Syncthing is used to maintain the user environment between multiple machines. Once your container is running, you should be able to visit http://localhost:8384/ from a browser on the system hosting the container to configure sync. You'll want to follow the basic Syncthing instructions on how to connect systems. The home directory will be synchronized except from some files (see .home_sync_ignore and .stignore in your home directory). Be sure to add the home directory (e.g., /home/brandon) on each system as the same Folder ID in Syncthing so that the will be matched together by Syncthing and kept up-to-date.
If using the containerless environment, you may want to configure your OS to start Syncthing at boot. A modified version of the Syncthing systemd service file is contained in this repository. For more information, see the syncthing docs.
A nix expression that defines the development environment (or individual expression defining more specific environments) can be updated and managed in this git repo (or other git repos) without any need to worry about rebuilding the docker image, and without any loss in reproducibility. For instance:
# link to mounted volume repo:
ln -s workspace/docker-nix-intellij/dev-env.nix ~/default.nix
nix-env -f ~/default.nix -i # update environmentWe can think of data as being in several categories:
- Persistent/valuable - examples include code, primary data sources, documents
- Semi-transient - environment, configuration settings, editor plugins
- Temporary - cached packages and artifacts, anything we don't want
In general, things in category (1) should always be managed with version control and/or backed up, depending on the type of data. The same might be true for much of version (2), though we take the approach of assuming Synchthing will handle it initially for convenience, and if the configuration is deemed to be of high-value, it may be elevated to the persistent category and handled by version control (e.g., by modifying a Dockerfile, Nix expression, etc that is maintained by version control).
It is probably best to not use Syncthing and version-control on the same files, as one might clobber the other (imagine you forgot to commit some files at home, and then you go in to work the next day and start editing, only to have the same file at home overwritten by Syncthing).

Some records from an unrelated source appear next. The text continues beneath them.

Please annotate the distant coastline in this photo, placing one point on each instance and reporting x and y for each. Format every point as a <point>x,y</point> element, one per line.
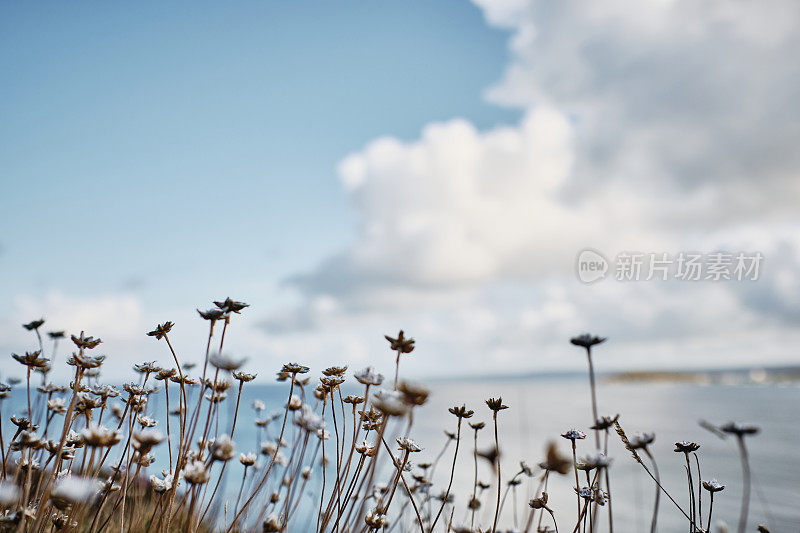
<point>728,376</point>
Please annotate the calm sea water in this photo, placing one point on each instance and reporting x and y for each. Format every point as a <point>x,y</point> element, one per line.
<point>542,409</point>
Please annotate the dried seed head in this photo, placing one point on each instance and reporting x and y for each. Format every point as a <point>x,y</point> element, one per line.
<point>294,368</point>
<point>161,330</point>
<point>212,314</point>
<point>148,367</point>
<point>390,403</point>
<point>35,324</point>
<point>640,441</point>
<point>540,502</point>
<point>32,360</point>
<point>244,377</point>
<point>713,486</point>
<point>461,412</point>
<point>400,343</point>
<point>87,362</point>
<point>71,490</point>
<point>408,445</point>
<point>573,435</point>
<point>686,447</point>
<point>231,306</point>
<point>586,340</point>
<point>605,422</point>
<point>413,393</point>
<point>335,371</point>
<point>496,404</point>
<point>554,461</point>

Categories (1) and (2) should generally be stored on the host and mounted in the Docker container - this is the default configuration, as most user configuration data falls under a user's $HOME. However, we are not mounting a user's host $HOME to the container $HOME directory as this might create all manner of conflicts. We also mount the workspace (a user-defined directory) separately into $HOME/workspace - this is where a user's projects live, which they might also want to access from the host using the same path in both the container and the host ($HOME/workspace ).
The image assumes that the account running the continer will have a user and group id of 1000:1000. This allows the container to save files in your home directory and keep the proper permissions.
If the image complains that it cannot connect to your X server, simply run xhost + to allow the container to connect
to your X server.
This project is licensed under the Apache License Version 2.0, January 2004.